湊町レター Letter From Minato-machi 2025(令和7)年8月1日 No.169

8月になりました。例年になく早い梅雨明けで、ずっと夏が続いていますが、今年の夏もなんとか折り返し地点まできたと思いたいところです。

さて、経営者にとって価格設定はひじょうに重要かつ難しいものです。30年近く続いたデフレ経済下では、値上げなどとんでもないという空気でしたが、今は資材、人件費等々のコスト増が厳しく会社を維持するためには値上げは避けられません。値上げする金額だけでなく、タイミング、条件など様々な検討が必要です。しかし、実際にどうすればよいのでしょうか。

7月31日付日経電子版に、「高級ブランド、勝ち組はエルメス・プラダ『値上げ力』が分けた明暗」という記事がありました。今年上期、中国の景気低迷やトランプ関税といった厳しい環境のもと、この2社は値上げを確実に実施することができ、好調だったものの、ルイヴィトンやケリングの業績は芳しくなかったというものです。

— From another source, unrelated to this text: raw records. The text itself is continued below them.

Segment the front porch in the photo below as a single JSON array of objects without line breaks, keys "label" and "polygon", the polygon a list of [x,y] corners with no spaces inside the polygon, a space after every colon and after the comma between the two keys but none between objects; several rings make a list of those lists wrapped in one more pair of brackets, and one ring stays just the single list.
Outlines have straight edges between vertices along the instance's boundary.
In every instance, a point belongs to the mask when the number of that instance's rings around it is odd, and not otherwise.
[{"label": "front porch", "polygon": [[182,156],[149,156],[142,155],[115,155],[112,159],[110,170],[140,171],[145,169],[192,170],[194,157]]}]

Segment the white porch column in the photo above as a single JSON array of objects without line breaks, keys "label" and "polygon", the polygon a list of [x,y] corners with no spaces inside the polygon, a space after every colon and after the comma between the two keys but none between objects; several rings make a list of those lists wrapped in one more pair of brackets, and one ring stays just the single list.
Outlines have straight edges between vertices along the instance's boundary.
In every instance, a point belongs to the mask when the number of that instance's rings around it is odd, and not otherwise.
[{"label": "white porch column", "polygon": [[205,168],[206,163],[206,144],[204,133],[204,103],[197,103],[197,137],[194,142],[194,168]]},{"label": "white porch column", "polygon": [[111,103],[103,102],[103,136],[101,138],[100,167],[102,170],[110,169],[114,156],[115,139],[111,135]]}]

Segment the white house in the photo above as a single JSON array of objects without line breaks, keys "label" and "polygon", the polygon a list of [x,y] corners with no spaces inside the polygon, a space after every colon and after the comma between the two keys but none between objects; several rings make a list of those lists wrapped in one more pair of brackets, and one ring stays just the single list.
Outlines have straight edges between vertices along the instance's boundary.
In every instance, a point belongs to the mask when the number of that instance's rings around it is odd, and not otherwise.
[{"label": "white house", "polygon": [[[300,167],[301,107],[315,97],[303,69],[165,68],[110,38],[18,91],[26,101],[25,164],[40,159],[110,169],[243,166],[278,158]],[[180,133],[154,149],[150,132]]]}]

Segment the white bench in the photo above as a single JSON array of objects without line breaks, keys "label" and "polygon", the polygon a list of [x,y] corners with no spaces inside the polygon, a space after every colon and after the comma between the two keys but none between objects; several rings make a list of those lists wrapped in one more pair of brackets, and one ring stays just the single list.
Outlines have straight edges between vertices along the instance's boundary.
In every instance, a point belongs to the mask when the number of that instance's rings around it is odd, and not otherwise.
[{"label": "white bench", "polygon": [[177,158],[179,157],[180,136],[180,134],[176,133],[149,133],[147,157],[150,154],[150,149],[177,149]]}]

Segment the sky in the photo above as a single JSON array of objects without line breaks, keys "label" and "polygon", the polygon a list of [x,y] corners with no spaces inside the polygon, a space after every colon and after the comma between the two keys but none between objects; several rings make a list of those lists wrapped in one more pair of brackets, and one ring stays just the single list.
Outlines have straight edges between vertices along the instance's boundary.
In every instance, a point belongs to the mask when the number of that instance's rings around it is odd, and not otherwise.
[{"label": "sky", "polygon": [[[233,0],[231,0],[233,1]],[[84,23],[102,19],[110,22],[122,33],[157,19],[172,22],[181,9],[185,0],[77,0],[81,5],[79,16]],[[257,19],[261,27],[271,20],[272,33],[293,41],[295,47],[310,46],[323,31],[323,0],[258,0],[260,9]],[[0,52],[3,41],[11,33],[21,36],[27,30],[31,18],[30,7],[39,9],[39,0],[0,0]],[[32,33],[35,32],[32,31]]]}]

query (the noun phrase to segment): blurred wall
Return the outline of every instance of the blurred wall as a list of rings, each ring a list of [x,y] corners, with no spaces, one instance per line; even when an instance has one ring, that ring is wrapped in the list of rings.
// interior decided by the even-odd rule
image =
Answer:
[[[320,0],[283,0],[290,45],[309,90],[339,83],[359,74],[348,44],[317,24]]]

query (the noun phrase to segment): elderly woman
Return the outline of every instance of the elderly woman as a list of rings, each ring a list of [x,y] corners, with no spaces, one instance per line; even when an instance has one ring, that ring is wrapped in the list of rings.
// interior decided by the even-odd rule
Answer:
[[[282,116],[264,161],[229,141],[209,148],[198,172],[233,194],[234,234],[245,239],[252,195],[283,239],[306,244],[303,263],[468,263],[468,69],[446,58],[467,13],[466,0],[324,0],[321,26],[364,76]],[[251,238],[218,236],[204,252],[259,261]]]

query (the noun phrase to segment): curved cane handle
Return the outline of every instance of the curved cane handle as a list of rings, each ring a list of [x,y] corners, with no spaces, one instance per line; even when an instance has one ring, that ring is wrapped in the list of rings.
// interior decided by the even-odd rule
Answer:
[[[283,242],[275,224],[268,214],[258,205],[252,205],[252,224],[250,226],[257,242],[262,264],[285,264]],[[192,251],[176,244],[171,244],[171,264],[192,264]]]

エルメスのような企業の強味とは何なのか、ChatGPTと話し合いながら考えてみました。エルメスと自分の会社を比較するなんてとんでもない、と思われるかもしれませんが、やってみると結構参考になります。諦めてしまう前にちょっと考えてみましょう。

エルメスが値上げできる企業である背景には下記のようなことが考えられます。

  1. 自社の存在価値を明確にし、それに顧客が共感し、語りたくなるストーリーを構築する
  2. 品質だけを追求するのではなく、これが良いのよ!と思わせるポジションを作る
  3. 誰にでも売るのではなく、あなただから売ると市場を狭める
  4. 接客、提案、専門性などに磨きをかける
  5. 値引きは一切しない
  6. お客さんと一緒になって文化を創る

これらに共通して大切なことは、企業として、顧客から求められているものを認識し、理解し、考えて価値を創造することです。「ウチは品質では他社に負けない」という自社視点による品質ではなく、お客様が求める品質を考えることです。そして、数を求めないむしろニーズに応えられないくらいの規模=商品が常に足りないくらいにすること。経営者になると、どうしても前年対比に注目して、売上を伸ばすことを考えてしまいます。前年対比は大事な要素ですが、増収だけを見るのではなく、その背景をしっかり読み取ることです。数字だけでなく、お客様の声を聞き、顔を見て、自社の商品価値に磨きをかけていくことです。

バブル期以前、昭和時代の値上げは、世の中全体の流れの中で、横並びで行っている感じでしたが、今は個々の企業が単独で考えていく必要があります。そのためにも、自分の会社が持つブランド力について考えてみてはいかがでしょうか。